Dès 96, il conçut le magnifique logo de The Race pour Bruno Peyron et édita, avec François Seguin, le magazine éponyme… de toute beauté. Au moment de réaliser le Guide IRC que nombre d’entre vous connaissent bien, nous avons fait appel à ses services, évidemment. Afin de sécuriser sa présence, nous le convions à la maison une semaine durant. Au fil de ces dernières années, la maladie rongeait notre ami, nous le voyions bien, mais jamais il n’en parlait avant qu’on le questionne sur son état de santé. Il avait ce type de mal dont on dit que certains réchappent à force de volonté.
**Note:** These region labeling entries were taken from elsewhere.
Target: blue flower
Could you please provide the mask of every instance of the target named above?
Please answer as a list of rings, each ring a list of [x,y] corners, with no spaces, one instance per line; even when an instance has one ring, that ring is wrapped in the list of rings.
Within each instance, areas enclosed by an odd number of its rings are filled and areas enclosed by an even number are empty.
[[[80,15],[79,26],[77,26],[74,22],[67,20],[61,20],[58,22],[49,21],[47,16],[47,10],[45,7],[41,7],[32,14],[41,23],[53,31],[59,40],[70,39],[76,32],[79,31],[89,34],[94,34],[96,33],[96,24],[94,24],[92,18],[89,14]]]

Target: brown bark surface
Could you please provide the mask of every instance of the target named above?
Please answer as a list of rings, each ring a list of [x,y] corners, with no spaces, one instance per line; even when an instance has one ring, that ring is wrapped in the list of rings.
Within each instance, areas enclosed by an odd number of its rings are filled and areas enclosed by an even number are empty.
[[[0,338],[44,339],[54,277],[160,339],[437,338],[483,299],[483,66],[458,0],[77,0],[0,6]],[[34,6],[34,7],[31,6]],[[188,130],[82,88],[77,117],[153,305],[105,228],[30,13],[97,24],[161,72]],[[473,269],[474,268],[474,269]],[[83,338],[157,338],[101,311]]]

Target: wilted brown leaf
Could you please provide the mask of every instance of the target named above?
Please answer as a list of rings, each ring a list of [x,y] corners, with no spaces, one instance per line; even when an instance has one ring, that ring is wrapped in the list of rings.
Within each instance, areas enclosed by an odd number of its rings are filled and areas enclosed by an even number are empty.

Jean-Pierre s’est battu longtemps, mais le cœur flanchait lui aussi à cause de cette foutue tabagie, on ne sait… La dernière fois que je l’ai vu, juste avant le départ du dernier Vendée Globe, il était fatigué, terriblement amaigri. Il arrivait encore à plaisanter, à tirer sur sa cigarette le bougre, mais il avait du mal à jongler avec son ordinateur. Quand je pense qu’il s’était juré de ne jamais toucher à cet instrument-là et qu’il en était devenu un virtuose à 60 ans révolus ! J’étais certain de ne plus le revoir. Il a survécu à l’année 2005 et aussi à l’année 2006… jusqu’à samedi dernier. L’un de ses proches amis nous a dit qu’il n’avait plus la force de combattre, que c’était la nuit de trop, que les ténèbres auraient raison de celui qui a vécu deux fois. Un gentleman s’en est allé. Laisse-nous te pleurer Jean-Pierre, même si la mort est une délivrance pour ceux comme toi qui ont trop souffert.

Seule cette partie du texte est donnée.